Despite attempts by MVP defense lawyer Charles Piccirillo to make public use a non-issue, Teaney quoted specific sections of the WV Code, which cite public use as a requisite for the exercise of eminent domain for purposes of surveying in West Virginia.
Piccirillo made an oral motion for a “directed verdict.” (The legal term for a motion requesting a judge to make a decision based upon an assertion that the plaintiff has raised no genuine issue.) Irons denied the motion, stating he could not ignore language in the WV Code. He said to Piccirillo, “You have based your case on ‘no need to consider public use.’ My ruling is we do have to go there.”
As currently designed, there is no commitment from the pipeline developers to serve customers along the route in West Virginia, according to testimony by Sean Posey, project manager for the project, during the hearing.
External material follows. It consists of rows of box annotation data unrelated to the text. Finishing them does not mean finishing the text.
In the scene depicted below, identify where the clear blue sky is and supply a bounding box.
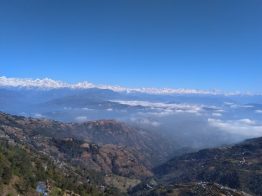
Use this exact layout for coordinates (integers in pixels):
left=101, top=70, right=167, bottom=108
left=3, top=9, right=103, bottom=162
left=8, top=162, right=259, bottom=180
left=0, top=0, right=262, bottom=92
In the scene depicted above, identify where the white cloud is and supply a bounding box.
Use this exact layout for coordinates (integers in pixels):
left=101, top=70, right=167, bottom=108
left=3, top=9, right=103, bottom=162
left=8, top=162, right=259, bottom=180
left=131, top=118, right=161, bottom=127
left=75, top=116, right=88, bottom=123
left=212, top=112, right=222, bottom=117
left=255, top=110, right=262, bottom=114
left=34, top=113, right=45, bottom=118
left=0, top=76, right=247, bottom=95
left=112, top=100, right=203, bottom=116
left=208, top=118, right=262, bottom=137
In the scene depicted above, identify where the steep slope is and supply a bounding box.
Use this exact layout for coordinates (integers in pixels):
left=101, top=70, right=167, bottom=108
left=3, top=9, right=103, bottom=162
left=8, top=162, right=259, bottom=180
left=0, top=139, right=103, bottom=196
left=154, top=138, right=262, bottom=195
left=132, top=182, right=250, bottom=196
left=0, top=113, right=152, bottom=178
left=0, top=113, right=177, bottom=167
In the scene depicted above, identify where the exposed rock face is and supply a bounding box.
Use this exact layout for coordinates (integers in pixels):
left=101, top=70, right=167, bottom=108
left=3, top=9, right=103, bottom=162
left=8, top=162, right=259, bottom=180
left=0, top=113, right=156, bottom=178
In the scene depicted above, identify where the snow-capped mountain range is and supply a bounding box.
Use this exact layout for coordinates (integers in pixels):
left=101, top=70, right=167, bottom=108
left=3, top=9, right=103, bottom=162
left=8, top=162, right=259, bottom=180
left=0, top=76, right=248, bottom=95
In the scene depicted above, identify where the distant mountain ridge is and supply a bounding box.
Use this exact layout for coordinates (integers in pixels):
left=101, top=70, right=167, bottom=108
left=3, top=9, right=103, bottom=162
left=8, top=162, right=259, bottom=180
left=0, top=76, right=239, bottom=95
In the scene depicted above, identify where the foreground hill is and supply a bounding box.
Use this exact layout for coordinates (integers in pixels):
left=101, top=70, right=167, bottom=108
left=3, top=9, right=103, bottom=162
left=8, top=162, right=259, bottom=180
left=0, top=113, right=182, bottom=192
left=154, top=138, right=262, bottom=195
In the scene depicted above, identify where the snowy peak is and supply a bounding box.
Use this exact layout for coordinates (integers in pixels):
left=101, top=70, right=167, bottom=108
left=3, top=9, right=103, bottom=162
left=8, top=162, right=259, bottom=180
left=0, top=76, right=233, bottom=95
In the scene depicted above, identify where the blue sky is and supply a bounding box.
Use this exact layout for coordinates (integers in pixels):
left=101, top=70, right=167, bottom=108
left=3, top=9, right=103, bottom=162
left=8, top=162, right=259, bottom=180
left=0, top=0, right=262, bottom=92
However, he said since MVP is in the pre-filing phase of seeking approval of the interstate pipeline project from the Federal Energy Regulatory Commission (FERC), “We fully expect usage to develop in West Virginia.”
Irons replied that the defendants had presented no evidence to refute the plaintiffs assertion that West Virginia residents along the pipeline route would not benefit from construction of the MVP. He said he would be willing to reconsider his ruling if the pipeline developers present convincing evidence to the contrary, advising the MVP contingent that they would improve their chances of gaining eminent domain powers if they demonstrate that West Virginia gas utility companies will tap this pipeline. Otherwise, he said, the pipeline, as designed, provides “very little benefit to the people of West Virginia.”